Cohn: He’s from the Midwest too. He’s from a very small town and called in DeKalb, Illinois. When we first met and started talking about the movie, we hardly ever talked about the character in the movie. We mostly talked about our past, where we came from, our perspectives, and our sense of humor. He taught a couple of really big lessons. One was that he only takes roles that he thinks he can bring something to, and I remember talking to my manager about that in terms of the next steps for my career after this movie. I don’t want to pretend to be something I’m not, not that I don’t want to stretch myself, but he also told me, “You are all you have.” And as an actor he brought himself to the role. And that was really an important lesson for me to remember while we were making the movie. It’s okay to just be you. You can’t pretend to be somebody else; the movie has to be from you, the performance has to come from you. He’s incredible in the movie. It’s one of his best performances and he took that role by the horns, completely owned it, committed to it, and it shows on screen. 

Filmmaker: Filmmaking is such an elite art form, which influences who gets to tell what stories based on their resources and access. When you are spotlighting these lives, is there are sense of responsibility in how they are told or how these human beings are presented? 

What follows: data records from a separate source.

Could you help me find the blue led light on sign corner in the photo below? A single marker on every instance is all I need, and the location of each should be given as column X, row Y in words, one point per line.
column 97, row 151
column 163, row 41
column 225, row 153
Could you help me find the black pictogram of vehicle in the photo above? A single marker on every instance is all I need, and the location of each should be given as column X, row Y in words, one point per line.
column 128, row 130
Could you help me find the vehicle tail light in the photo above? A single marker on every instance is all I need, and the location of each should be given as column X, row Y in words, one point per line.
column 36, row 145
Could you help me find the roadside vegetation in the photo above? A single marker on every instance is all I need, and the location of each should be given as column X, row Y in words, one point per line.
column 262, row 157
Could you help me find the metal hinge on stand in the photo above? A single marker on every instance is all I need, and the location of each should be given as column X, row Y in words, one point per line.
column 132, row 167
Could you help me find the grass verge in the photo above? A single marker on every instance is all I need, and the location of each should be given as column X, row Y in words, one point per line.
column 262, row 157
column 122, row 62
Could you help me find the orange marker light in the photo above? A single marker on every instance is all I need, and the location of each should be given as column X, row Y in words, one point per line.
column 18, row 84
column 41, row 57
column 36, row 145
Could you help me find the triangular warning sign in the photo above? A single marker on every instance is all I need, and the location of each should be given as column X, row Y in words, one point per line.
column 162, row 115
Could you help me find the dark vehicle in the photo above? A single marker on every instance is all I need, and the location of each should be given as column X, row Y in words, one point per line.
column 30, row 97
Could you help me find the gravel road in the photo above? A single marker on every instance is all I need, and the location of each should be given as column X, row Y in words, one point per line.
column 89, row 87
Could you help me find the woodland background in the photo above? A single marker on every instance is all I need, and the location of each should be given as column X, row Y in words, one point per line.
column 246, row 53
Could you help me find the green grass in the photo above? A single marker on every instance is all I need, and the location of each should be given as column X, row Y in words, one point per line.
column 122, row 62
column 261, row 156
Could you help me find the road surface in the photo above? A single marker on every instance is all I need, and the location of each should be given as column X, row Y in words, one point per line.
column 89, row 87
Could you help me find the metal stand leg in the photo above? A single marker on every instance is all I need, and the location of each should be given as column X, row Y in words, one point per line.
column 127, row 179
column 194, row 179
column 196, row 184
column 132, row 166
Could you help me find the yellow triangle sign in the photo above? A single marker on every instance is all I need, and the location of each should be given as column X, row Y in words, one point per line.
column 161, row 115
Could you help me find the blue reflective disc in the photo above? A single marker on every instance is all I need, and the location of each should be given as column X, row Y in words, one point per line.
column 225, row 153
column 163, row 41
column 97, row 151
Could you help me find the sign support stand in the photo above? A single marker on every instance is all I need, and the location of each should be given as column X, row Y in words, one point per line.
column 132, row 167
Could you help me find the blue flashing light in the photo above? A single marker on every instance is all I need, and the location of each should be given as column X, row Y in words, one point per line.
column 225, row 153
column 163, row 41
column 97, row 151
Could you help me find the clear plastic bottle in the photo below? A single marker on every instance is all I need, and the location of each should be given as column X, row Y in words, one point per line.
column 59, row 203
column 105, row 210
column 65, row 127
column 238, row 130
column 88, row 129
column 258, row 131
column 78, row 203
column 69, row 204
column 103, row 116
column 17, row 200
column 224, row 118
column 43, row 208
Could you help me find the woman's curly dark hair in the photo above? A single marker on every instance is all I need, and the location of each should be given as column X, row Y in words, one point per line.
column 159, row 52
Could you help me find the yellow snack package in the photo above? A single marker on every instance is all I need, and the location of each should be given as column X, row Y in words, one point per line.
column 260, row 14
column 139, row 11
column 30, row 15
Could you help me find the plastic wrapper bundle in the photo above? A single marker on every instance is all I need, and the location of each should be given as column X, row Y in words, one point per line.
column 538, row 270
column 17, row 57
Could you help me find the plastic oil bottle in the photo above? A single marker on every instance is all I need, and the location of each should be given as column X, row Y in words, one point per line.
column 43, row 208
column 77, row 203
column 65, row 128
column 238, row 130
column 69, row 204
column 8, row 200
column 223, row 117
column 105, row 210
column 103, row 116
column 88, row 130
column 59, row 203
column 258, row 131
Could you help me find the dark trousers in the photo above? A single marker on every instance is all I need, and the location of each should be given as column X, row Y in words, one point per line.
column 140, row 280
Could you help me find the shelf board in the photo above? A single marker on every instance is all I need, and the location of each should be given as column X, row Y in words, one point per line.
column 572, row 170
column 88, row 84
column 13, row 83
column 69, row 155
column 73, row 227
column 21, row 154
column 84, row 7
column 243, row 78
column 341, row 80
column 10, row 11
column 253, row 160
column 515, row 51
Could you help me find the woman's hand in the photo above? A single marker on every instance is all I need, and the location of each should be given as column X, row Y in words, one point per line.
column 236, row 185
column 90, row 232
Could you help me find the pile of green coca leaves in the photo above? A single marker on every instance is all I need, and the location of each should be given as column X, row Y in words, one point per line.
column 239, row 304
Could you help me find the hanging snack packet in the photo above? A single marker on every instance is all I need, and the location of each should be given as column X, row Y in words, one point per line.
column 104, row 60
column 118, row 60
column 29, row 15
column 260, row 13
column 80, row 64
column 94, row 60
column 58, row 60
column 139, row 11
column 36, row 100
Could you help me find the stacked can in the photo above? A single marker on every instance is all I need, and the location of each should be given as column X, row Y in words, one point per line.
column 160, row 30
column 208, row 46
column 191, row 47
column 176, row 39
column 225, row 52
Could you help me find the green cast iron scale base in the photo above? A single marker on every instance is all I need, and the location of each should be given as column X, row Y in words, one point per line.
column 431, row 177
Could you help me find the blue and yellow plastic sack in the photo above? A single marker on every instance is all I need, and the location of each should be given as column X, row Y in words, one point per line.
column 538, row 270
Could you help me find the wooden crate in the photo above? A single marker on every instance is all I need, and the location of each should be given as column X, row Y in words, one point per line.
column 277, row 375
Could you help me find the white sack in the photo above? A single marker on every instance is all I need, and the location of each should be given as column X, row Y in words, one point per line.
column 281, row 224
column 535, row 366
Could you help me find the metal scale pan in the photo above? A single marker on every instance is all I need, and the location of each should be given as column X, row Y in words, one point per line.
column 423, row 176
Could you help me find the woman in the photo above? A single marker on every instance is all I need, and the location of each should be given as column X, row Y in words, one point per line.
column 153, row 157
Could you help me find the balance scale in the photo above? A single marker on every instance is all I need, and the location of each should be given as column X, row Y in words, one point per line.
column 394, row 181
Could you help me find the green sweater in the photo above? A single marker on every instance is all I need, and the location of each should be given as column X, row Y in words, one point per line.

Cohn: That’s one of the reasons I started in documentary, because I felt like you don’t need the resources to go out and tell those kinds of stories, and that was really what was my calling card for a long time. When the filmmakers are coming consistently from a place of privilege, the perspective that they’re having on the material is similar. I always said that I wanted to make a movie about a place that the people from there could watch. And Alexander Payne is a perfect example of that, somebody who’s from Omaha, Nebraska who makes movies that people all across the country can enjoy. You go to the movies to see yourself. And I love the fact that he makes movies about that region, whether it’s Nebraska or About Schmidt, that people from there can go and enjoy, laugh at themselves, and not feel like their pain or struggle is being patronized or overly romanticized. That’s really important to me. I would always use words like “restraint” when I’m talking about an edit or talking about music. Just pulling back and just trying to be as honest as possible. 

Filmmaker: There’s an inherent lack of aesthetic beauty to fast food restaurants, or even homogeneity between all of them. How did you process that built-in constraint visually to transform into something more cinematically enticing?  

Cohn: That’s what kept me up at night. First of all, 65% of the movie takes place in one location. How do you visually make that interesting? So I talked a lot with my production designer Adri Siriwatt about how to accomplish that in terms of color tones and not making it “the fast food movie.” A lot of it was staying away from the reds and the yellows and you can see that in their costumes, we didn’t have paper hats, the big goofy aprons, or the nametags. I really wanted to strip all that away so it didn’t feel like a fast food movie. That was really important to me, to have it feel a little bit more universal. I haven’t seen a movie that’s really worked in a fast food restaurant for good reason. I don’t think anybody wants to look at that for two hours. So it was a long conversation with my DP and my Production Designer about how we get over those challenges and I’m really happy with the way it turned out visually.

Filmmaker: When you talked about “restraint” in your decision-making process, what exactly are you alluding to — formal choices or the tone? 

Cohn: Just not falling into the traps of melodrama, not pushing performances to a place that feels cartoonish. Trusting that an audience is going to understand it and it’s going to get it and not have to club people over the head with storylines or themes. Just understanding that audiences are smarter than you think they are. Audiences don’t show up to the movies and want to drink out of a fire hydrant. You know what I mean? You want to be able to give them a little bit to keep them engaged, but you also want the texture of the film to be organic to the place. People from Michigan speak a certain way and their mannerisms are a certain way, and I wanted to honor that in terms of the earnestness of that particular region.